Thursday, August 23, 2012

Two cannibals are having lunch...

Hello, gentle readers.
Sometimes people ask me why I don’t try writing comedy. They tell me that I’m a funny guy. I smile and thank them for the compliment, but demure from pursuing a career as a comedy writer.
Why?
Because I’m no good at it.
Although I think I have a certain comedic charm in person, it doesn’t really translate to the page. I can tell a funny story, face to face, but it doesn’t translate well to the written word.
I think it’s because, in person, I’m a funny looking guy.
Now, before everyone leaps to my defense with cries of, "Oh no! You’re not funny looking at all! You’re quite handsome!" Just let me say that I am very much aware of how I look and I’m quite happy with the way I look.
Gentle readers, for those of you who are ignorant of my appearance, you should know that I’m a bad case of jaundice away from looking like Homer Simpson. I’m one of those big, bald guys you see walking around the supermarket in khaki shorts, an oversized T-shirt and sandals.
Some of you may have been picturing me as a slender, perhaps slightly effete, gentleman of words, wearing a velvet smoking jacket and possibly a cravat. My apologies for shattering that image, but if it helps, you may picture me in an ice-cream white suit, holding a large snifter of brandy and dictating these blog entries to a devoted personal secretary named Fitz.
In person, I can be very entertaining. My face is animated and, when I speak, I used my hands to illustrate my points. No, I do not do "jazz hands" a la Jack McFarland. Rather, I gesticulate when I talk. It is unconscious, like the way I’ll make faces or mimic someone’s accent.
In person, ladies and gentlemen, I put on a show.
Alas, on the page, my comedic styling false flat.
Take for instance, the following joke:

Two cannibals are having lunch in the jungle. One cannibal looks at the other and asks, "Does this clown taste funny to you?"

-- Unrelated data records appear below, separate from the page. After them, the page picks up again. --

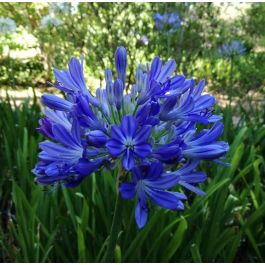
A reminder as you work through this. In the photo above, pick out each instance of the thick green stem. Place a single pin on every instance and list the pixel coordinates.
(115, 227)
(231, 81)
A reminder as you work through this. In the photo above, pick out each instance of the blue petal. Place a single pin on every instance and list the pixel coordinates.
(192, 188)
(116, 134)
(97, 138)
(58, 152)
(155, 170)
(85, 167)
(127, 190)
(63, 136)
(118, 93)
(115, 148)
(143, 133)
(196, 177)
(142, 150)
(128, 126)
(165, 199)
(128, 160)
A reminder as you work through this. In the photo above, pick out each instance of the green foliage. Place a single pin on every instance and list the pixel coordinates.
(69, 225)
(96, 29)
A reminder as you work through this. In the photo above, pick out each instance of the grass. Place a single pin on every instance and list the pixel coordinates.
(70, 225)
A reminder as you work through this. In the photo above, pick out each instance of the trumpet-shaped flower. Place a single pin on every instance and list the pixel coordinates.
(148, 132)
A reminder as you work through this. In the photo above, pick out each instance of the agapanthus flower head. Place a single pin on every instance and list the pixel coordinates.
(150, 133)
(168, 21)
(7, 25)
(232, 48)
(50, 21)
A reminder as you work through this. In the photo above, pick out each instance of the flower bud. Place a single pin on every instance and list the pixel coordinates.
(97, 138)
(118, 93)
(121, 63)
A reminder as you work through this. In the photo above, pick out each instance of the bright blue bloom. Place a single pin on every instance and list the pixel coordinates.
(129, 141)
(170, 21)
(148, 132)
(149, 183)
(232, 48)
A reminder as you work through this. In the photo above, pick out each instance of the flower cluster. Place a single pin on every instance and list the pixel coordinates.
(150, 133)
(232, 48)
(171, 21)
(7, 25)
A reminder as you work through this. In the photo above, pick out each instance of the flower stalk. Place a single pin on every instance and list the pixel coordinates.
(116, 223)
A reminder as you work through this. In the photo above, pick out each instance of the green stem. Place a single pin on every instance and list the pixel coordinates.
(231, 81)
(115, 228)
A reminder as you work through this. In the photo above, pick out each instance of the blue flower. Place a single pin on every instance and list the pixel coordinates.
(148, 132)
(147, 183)
(129, 141)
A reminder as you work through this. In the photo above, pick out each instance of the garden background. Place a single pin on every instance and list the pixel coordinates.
(72, 225)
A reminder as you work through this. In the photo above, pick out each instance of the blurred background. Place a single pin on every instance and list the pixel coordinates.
(223, 43)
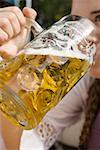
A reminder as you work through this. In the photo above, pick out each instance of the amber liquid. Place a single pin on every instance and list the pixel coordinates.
(41, 85)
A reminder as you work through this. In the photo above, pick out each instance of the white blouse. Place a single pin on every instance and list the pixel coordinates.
(66, 113)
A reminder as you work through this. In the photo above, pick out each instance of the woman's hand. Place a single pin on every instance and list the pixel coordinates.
(12, 29)
(95, 70)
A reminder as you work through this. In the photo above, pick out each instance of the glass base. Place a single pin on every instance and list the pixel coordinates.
(15, 109)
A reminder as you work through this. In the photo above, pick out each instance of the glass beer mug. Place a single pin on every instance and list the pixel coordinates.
(45, 70)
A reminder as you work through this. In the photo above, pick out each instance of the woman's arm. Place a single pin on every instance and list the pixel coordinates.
(66, 113)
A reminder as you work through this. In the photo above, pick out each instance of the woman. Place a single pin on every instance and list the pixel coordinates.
(84, 97)
(69, 110)
(12, 36)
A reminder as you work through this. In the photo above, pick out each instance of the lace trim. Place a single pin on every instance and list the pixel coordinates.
(47, 134)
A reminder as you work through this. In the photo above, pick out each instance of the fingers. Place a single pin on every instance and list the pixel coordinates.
(15, 10)
(11, 22)
(3, 36)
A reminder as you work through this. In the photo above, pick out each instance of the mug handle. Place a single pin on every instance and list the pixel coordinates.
(32, 25)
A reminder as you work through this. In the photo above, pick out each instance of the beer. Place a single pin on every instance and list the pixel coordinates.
(39, 87)
(45, 70)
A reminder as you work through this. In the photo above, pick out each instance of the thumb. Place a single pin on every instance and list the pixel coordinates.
(29, 12)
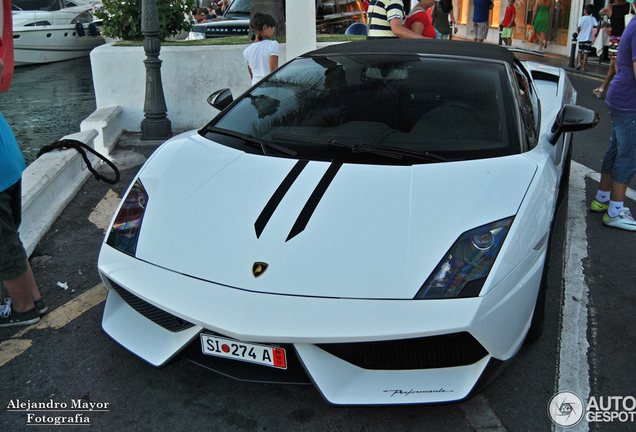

Short, simple and to the point. Also, I think, pretty funny.
Of course, if I were to write a story around that joke, it would be neither short, simple nor to the point. Like the virginal schoolgirl going to her senior prom, she doesn’t intend for anything untoward to happen, but at sunrise the next day she’s facing her parents at the local police station trying to explain exactly how that donkey got into the Mini-Mart and why her boyfriend was naked when the police arrived.
Like that young lady, I start out with the best of intentions, but things tend to go astray. A story that should have taken two or three pages, is suddenly an 800-page comedic epic with running gun battles, bad puns and an ending that remains just out of reach.
It would be the sort of story, ladies and gentlemen, that would have the reader throwing themselves out the window by the third chapter just to get away from it.
So, no, I do not write comedy. I do not write it because I am aware of just how bad at it I am and, also, to spare the lives of my readers.
Lord knows I don’t have enough of you to waste.